I am particularly touchy about this today because a couple of friends who stay near us dropped in to say hello and I felt so nice. There was nothing out of the ordinary that happened, we just ate, chilled, joked and that’s that. Yet, it made me exceptionally happy that I saw another human, other than my husband (for him, I, anyway, am thankful but this just hit different bro). I know it will take a lot of time for things to get back to “normal”, we have been told this is the new “normal” but can universe just allow us these small joys every now and then without causing anyone any harm? Surely, that is not too much I ask.

Too close to home!

2/100

I have already been struggling looking at all the misery in India due to second wave of covid. Whilst am trying to help people, it is not systematic and sometimes it works and sometimes it does not. But you do what you can, so I am trying. What comes with it though is realizing how many people are suffering, how uncertain life is and how inadequate we, as country, are medically and structurally. While this is harrowing enough, things got too personal this evening. My friend’s mom is hospitalized and although she is doing better, the hospital has made us aware of shortage of one of the medicines she needs. Since then we have been trying to source this medicine with no luck. To imagine that a big portion of my country is going through this is simply terrifying.

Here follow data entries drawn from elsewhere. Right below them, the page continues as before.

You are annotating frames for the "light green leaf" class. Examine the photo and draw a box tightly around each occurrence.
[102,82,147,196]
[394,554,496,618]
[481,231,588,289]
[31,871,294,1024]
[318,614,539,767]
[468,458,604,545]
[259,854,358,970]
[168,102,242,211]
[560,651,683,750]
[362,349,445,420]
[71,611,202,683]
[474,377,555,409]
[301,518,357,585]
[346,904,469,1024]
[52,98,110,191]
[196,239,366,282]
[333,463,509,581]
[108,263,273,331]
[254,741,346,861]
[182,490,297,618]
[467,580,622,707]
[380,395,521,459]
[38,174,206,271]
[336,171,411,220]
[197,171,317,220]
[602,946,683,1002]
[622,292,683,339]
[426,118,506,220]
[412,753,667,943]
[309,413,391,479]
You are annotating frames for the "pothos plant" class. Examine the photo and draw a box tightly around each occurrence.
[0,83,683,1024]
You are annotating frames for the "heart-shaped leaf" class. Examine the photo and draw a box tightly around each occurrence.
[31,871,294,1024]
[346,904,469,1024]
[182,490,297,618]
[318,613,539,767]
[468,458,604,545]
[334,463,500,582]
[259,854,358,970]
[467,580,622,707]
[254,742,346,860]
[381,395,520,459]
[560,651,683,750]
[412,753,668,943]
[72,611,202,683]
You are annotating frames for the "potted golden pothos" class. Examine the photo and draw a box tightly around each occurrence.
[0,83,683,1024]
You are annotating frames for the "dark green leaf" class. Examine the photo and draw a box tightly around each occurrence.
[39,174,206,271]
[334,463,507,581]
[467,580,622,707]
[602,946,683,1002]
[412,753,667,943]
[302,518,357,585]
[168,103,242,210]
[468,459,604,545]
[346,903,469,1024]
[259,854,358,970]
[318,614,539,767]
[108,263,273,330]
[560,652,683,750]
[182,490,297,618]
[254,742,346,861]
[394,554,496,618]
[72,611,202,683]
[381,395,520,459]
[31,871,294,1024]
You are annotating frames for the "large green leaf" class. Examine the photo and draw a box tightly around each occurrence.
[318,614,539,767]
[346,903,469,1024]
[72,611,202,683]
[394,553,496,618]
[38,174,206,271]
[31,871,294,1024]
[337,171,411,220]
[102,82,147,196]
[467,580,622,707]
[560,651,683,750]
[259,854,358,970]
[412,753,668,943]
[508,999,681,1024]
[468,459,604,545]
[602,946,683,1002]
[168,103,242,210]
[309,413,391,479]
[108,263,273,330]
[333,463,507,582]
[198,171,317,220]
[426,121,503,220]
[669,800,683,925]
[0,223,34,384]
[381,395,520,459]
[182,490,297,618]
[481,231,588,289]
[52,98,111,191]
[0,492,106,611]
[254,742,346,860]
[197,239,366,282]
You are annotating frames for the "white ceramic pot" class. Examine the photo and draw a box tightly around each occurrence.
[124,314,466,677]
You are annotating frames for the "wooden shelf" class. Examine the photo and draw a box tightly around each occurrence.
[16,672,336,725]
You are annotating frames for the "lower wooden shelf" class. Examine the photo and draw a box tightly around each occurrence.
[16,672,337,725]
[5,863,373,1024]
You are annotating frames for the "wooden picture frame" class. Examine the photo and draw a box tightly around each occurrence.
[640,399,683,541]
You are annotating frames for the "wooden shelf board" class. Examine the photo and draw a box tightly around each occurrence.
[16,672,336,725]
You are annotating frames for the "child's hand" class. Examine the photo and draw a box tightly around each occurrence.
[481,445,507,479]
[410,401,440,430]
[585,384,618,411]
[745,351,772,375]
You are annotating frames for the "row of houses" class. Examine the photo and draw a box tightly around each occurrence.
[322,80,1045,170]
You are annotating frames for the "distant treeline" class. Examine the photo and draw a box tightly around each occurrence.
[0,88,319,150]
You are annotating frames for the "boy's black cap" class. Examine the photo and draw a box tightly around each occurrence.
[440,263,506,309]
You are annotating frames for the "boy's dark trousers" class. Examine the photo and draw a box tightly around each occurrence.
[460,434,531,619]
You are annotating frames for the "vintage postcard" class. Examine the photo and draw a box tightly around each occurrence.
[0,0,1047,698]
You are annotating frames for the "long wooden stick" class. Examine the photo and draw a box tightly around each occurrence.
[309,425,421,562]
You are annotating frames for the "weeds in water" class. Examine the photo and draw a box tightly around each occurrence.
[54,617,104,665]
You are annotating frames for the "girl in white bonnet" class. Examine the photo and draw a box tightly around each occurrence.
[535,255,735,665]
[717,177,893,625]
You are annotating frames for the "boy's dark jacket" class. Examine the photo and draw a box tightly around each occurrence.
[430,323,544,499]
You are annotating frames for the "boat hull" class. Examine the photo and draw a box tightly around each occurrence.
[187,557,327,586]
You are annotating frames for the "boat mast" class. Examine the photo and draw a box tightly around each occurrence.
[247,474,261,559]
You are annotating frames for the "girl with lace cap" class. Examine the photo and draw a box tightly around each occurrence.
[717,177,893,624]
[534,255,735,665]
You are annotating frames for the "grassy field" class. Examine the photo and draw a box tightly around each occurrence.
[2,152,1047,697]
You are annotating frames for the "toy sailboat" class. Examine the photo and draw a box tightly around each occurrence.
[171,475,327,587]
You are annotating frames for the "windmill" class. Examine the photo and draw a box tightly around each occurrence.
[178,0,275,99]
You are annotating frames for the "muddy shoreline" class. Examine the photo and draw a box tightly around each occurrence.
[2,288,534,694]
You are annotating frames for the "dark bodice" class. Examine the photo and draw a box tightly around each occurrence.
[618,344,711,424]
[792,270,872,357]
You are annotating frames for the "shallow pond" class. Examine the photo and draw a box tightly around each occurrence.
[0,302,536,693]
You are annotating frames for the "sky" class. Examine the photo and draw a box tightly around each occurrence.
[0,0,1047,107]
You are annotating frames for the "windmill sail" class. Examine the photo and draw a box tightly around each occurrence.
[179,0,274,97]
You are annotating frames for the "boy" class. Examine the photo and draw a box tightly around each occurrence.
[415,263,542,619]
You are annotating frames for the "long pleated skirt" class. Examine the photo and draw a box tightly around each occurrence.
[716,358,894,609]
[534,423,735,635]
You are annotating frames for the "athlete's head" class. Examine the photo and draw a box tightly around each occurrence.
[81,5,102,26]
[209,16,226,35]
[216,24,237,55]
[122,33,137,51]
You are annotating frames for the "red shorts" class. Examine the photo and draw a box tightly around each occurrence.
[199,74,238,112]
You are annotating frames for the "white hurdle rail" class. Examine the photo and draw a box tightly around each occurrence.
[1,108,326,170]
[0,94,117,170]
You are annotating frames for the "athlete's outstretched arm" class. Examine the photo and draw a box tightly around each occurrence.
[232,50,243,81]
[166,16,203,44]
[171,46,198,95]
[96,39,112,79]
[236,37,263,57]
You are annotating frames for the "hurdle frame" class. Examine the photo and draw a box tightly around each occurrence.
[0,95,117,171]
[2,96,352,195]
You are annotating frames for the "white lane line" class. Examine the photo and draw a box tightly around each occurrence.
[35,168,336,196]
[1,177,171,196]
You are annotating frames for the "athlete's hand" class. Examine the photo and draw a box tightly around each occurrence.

There is no other thought in my head except that I need to help in everyway possible. If you heard my voice on call now, you would hear panic, hurt, fear and despair. I am scared and numb at same time. I am praying that my next lead pans out, praying she gets better. Lot of prayers and positivity for her. However, this is not how it is suppose to be for anyone. This thought is always there nagging at the back of my mind fighting with another thought that we cannot change what has already happened and we just need to work to fix the current situation.

While I continue this internal war, all I want is safety and health for my loved ones. Whoever reads this, please pray for health and safety of those affected.